Tessa immediately hugs her, wrapping her arms around her friend’s waist, and Kimberly begins to sob. I feel incredibly uncomfortable just standing in the doorway, given that Kim irritates the shit out of me and that she isn’t the type that wants an audience while she’s vulnerable. I leave them in the sitting room of the grand suite and wander into the kitchen area. I pour a cup of coffee and stare at the wall until the sobs turn into muffled voices in the other room. I’ll keep my distance for now.

“Is my dad coming back?” a smooth voice says from somewhere, causing me to jerk in surprise.

Looking down, I see the green-eyed Smith has taken a seat in a plastic chair next to me. I didn’t even hear him approaching.
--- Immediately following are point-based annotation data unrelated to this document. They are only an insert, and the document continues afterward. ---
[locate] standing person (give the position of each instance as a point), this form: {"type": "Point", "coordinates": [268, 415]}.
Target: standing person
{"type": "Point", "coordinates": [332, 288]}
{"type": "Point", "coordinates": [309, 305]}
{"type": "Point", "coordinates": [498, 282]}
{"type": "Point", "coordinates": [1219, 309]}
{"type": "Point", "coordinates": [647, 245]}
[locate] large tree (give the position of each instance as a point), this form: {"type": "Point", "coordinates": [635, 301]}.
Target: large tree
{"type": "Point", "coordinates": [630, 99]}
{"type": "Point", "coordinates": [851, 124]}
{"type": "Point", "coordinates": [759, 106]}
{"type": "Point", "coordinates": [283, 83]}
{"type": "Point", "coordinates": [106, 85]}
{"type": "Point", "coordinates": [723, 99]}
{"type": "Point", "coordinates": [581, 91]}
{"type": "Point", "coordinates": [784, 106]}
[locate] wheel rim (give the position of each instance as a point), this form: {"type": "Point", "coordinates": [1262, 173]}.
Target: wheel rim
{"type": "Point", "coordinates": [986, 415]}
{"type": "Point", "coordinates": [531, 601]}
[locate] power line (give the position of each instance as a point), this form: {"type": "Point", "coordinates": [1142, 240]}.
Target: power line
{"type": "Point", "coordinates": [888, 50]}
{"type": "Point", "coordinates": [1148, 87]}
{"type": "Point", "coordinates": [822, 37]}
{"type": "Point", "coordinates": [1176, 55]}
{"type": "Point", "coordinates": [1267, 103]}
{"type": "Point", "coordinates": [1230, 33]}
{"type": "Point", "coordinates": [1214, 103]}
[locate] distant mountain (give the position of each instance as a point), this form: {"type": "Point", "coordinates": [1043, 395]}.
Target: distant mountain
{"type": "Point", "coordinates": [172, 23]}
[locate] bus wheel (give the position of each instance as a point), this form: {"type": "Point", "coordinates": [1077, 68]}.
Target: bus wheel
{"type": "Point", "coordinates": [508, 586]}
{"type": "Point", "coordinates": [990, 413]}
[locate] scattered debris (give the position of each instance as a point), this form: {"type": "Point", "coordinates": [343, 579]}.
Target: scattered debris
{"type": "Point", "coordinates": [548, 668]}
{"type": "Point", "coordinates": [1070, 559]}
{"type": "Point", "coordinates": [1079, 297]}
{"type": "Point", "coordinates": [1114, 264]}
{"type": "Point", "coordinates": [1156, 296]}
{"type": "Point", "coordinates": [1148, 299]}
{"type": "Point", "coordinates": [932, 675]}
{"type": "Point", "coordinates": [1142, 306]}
I shrug and take a seat next to him, staring intensely at the wall. “Yeah. I think so.” I should tell him just what a fucking great man his father . . .
our
father really is . . .

Holy shit.

This strange little specimen of a kid is my fucking brother. I absolutely can’t wrap my head around it. I look over at Smith, which he takes as a cue to continue his line of questioning.

“Kimberly said that he’s in trouble, but he can pay his way out of it. What does that mean?”

I can’t stop the scoff that comes from my mouth at his intrusive eavesdropping and thorough questioning. “I’m sure that’s the case,” I mumble. “She just means that he will be out of trouble soon. Why don’t you go sit with Kimberly and Tessa?” My chest burns at the sound of her name as it comes from my mouth.

He looks over in the direction of their voices, then assess me sagely. “They’re mad at you. Especially Kimberly, but she’s more mad at my dad, so you should be okay.”

“You’ll learn that women are always mad.”

He nods. “Unless they die. Like my mom did.”

My mouth falls open and I look at his face. “You shouldn’t say shit like that. People will find it . . . odd.”

He shrugs his shoulders as if to say that people already find him odd. Which is true, I suppose.

“My dad is nice. He’s not bad.”

“Okay?” I stare down at table to avoid looking into those green eyes.

“He takes me a lot of places and says nice things to me.” Smith places a piece of a toy train on the table. What is with this boy and trains?

“And . . .” I say, swallowing the feelings that come with his words.
Why is he rambling about this now?

“He will take you places, too, and tell you nice things.”

I look over at him. “And why would I want that?” I ask, but his green eyes tell me that he knows much more than I assumed.

Smith tilts his head and swallows a little swallow, watching me. It’s both the most scientifically detached and the most vulnerably childlike I have ever seen the little oddball. “You don’t want me to be your brother, do you?”

Damn it.
I desperately search for Tessa, hoping that she will come save me. She would know exactly what to say.

I look at him, trying to appear calm, but certain I’m failing. “I never said that.”

“You don’t like my dad.”

Right then, Tessa and Kimberly enter, saving me from having to answer him, thank God.

“Are you okay, honey?” Kimberly asks him, ruffling his hair slightly.

Smith doesn’t speak. He merely nods once, adjusts his hair, and takes his train car with him into the other room.

chapter
nine
TESSA

J
ust use the shower here—you look like hell, girl,” Kimberly says in a kind voice despite the unflattering words.

Hardin is still sitting at the table, a cup of coffee between his large hands. He has barely looked at me since I walked into the kitchen to find him talking to Smith. The idea of the two of them spending time together as brothers warms my heart.